Virginia’s confrontation with her two adversaries is the high point of the book. Rosamunde’s characterizations of the two rather menacing figures, her dead mother, her friend Alice, her late husband, and the two kids are priceless. The romance is kind of sweet if you don’t think about it too much. Her growth as a mother who has never been alone with or had the care of her own children is engaging. Not sure how successful she is going to be as a hard-working farmer’s wife, but the book ends on a happy, hopeful note.**3 stars out of 5**
This is one of the shorter short books. It is set in Porthkerris, the imaginary town based on St. Ives that features in many of her works. It was OK, but not a favorite by any means. This was mostly because the heroine, Prue, was non-descript and I didn’t think much of the hero. Usually, the heroine goes through some major growth and a learning curve, but this was not necessary as she was a pretty together young lady right from the beginning and did not have any challenges to overcome. The main interest was in the fate of Charlotte, the little girl who was unloved and neglected by her parents. I just didn’t believe in the “happy ending” which will rest on Daniel, Prue’s love interest and the hero, being able to settle down to a stable family life. It seems very iffy. He reminded me of the antagonist in Wild Mountain Thyme. I would have loved a book about Charlotte through the years and finding her own happy ending.
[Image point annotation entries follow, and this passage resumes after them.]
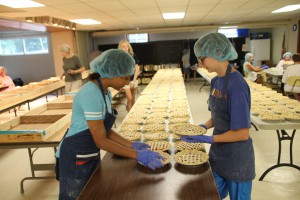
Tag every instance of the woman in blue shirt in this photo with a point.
(231, 155)
(92, 119)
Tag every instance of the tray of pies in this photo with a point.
(182, 145)
(292, 117)
(130, 120)
(157, 135)
(159, 145)
(166, 156)
(187, 129)
(191, 157)
(174, 120)
(155, 120)
(271, 117)
(159, 114)
(154, 127)
(130, 127)
(132, 136)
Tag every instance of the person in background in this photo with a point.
(91, 123)
(251, 71)
(286, 58)
(130, 89)
(231, 154)
(194, 68)
(5, 80)
(72, 67)
(291, 77)
(186, 64)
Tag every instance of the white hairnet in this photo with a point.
(113, 63)
(215, 45)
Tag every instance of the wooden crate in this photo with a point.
(34, 128)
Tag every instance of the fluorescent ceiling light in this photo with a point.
(178, 15)
(20, 3)
(85, 21)
(287, 8)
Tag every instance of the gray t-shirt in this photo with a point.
(72, 63)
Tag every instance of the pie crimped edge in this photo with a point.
(191, 157)
(187, 129)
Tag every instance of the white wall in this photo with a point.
(30, 68)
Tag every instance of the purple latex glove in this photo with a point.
(198, 138)
(140, 146)
(150, 159)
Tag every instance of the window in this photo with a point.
(138, 38)
(21, 46)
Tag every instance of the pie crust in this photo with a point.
(166, 156)
(130, 127)
(154, 127)
(187, 129)
(182, 145)
(175, 120)
(155, 120)
(157, 135)
(131, 135)
(159, 145)
(191, 157)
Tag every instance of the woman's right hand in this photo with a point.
(150, 159)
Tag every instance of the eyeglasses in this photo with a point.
(201, 59)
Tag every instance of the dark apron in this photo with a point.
(234, 160)
(79, 157)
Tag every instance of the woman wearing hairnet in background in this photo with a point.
(231, 154)
(92, 119)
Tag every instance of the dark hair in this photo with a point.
(94, 76)
(296, 57)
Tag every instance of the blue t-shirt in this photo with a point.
(238, 99)
(88, 104)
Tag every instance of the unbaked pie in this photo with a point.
(182, 145)
(130, 127)
(166, 156)
(159, 145)
(154, 127)
(161, 135)
(187, 129)
(131, 135)
(175, 120)
(191, 157)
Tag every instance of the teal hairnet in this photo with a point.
(215, 45)
(113, 63)
(287, 54)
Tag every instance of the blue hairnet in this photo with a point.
(247, 56)
(215, 45)
(113, 63)
(287, 54)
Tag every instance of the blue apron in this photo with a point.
(79, 158)
(235, 160)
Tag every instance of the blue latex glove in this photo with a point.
(150, 159)
(140, 146)
(198, 138)
(203, 126)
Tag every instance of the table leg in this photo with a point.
(282, 135)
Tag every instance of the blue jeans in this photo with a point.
(237, 190)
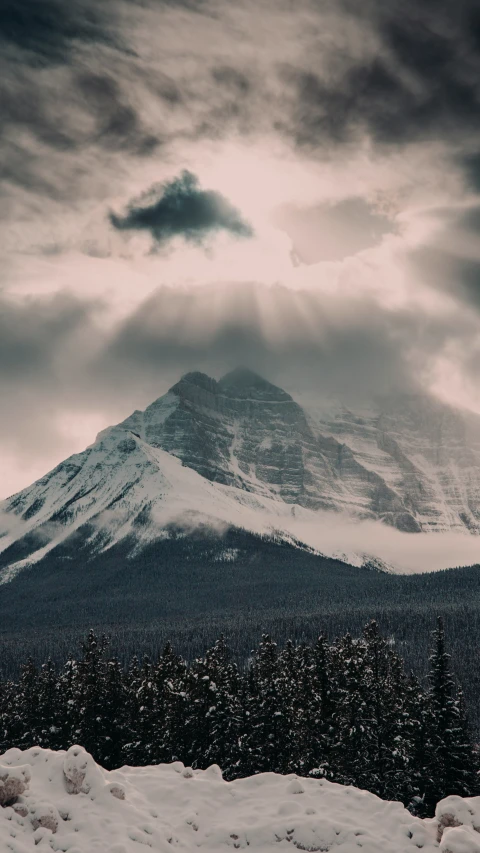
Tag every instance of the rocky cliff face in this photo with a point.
(425, 452)
(241, 448)
(411, 463)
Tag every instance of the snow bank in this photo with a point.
(62, 801)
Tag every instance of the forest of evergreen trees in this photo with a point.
(344, 710)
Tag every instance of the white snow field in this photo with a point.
(63, 801)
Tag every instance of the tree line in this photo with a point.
(344, 710)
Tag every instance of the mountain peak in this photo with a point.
(243, 382)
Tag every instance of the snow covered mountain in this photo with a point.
(241, 452)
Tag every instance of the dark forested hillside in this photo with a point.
(346, 711)
(191, 588)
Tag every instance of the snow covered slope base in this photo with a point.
(63, 801)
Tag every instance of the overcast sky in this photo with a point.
(291, 184)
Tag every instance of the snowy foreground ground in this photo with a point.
(63, 801)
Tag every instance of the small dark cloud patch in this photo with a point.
(182, 208)
(471, 166)
(232, 79)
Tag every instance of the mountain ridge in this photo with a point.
(241, 451)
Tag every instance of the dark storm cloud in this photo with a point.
(181, 208)
(45, 32)
(421, 81)
(32, 332)
(118, 124)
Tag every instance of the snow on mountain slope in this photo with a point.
(69, 803)
(427, 453)
(241, 452)
(126, 487)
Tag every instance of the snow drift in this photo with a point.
(63, 801)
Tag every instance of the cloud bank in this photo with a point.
(340, 138)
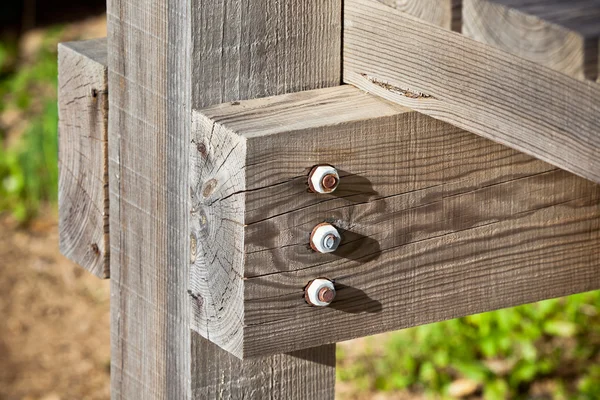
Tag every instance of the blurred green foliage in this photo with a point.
(503, 351)
(28, 164)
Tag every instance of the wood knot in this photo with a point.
(209, 187)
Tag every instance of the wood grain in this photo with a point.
(473, 86)
(158, 71)
(548, 32)
(443, 13)
(254, 49)
(436, 222)
(298, 375)
(83, 154)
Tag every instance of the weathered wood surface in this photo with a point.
(562, 35)
(219, 183)
(153, 51)
(443, 13)
(254, 48)
(474, 86)
(305, 374)
(436, 222)
(83, 154)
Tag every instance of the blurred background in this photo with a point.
(54, 317)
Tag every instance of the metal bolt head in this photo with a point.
(323, 179)
(319, 292)
(325, 238)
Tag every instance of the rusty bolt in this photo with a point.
(323, 179)
(325, 238)
(319, 292)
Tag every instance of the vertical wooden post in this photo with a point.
(159, 67)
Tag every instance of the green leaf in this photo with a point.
(560, 328)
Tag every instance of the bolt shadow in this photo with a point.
(351, 300)
(357, 247)
(354, 188)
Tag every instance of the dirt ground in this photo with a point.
(54, 329)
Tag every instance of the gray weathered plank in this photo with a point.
(149, 44)
(254, 49)
(443, 13)
(436, 222)
(304, 374)
(159, 69)
(83, 154)
(473, 86)
(562, 35)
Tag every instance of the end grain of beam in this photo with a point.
(83, 154)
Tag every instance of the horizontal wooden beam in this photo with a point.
(474, 86)
(83, 154)
(562, 35)
(436, 222)
(443, 13)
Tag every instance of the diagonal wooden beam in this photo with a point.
(474, 86)
(562, 35)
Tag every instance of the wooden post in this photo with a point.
(164, 57)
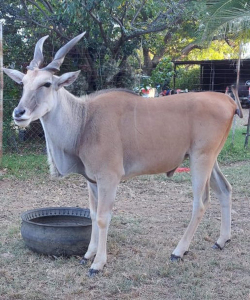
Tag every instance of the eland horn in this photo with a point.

She was twice as interesting as any of the other characters! Another observation, apropos of nothing really is that this is the second book that Rosamunde characterizes another woman as a “nymphomaniac” just because she likes sex and has affairs or makes a pass at the hero. I’m willing to be tolerant of this “slut-shaming” as it is known today, because of the times it was written in and Rosamunde’s refreshingly wholesome view of life in general as revealed in her earlier books. **3 stars out of 5**
I did enjoy this one, one of her more slight of the “little” novels. The heroine, being an RP heroine, is hapless and naive and led down the primrose path by the antagonist in the piece for a little too long despite numerous red flags. But she didn’t make me scream with frustration at least. She was at her weakest and strongest all in one night. So we didn’t have to suffer endlessly. As always there are a few cringeworthy moments that do not have the benefit of our more enlightened attitudes of today.
I had a lump in my throat a few times, especially at the beginning before she goes to Porthkerris. Several of her books I know are set in this fictional artist colony based on St. Ives in Cornwall. So evocative and lovely. This one almost seems a bit of a precursor to her masterwork, The Shell Seekers. Besides the setting, it shared a number of elements. The good guy love/interest was one of her most appealing and romantic. The resolution was lovely and perfect without an ugly confrontation and drama-fest that many authors would not have resisted writing in. (Not that I wouldn’t have enjoyed that as well.) All in all, it had the elements that draw me to this beloved (by me at least) author. Listening to the story being narrated compounded my enjoyment. **3 1/2 stars**Rounded up because Rosamunde Pilcher.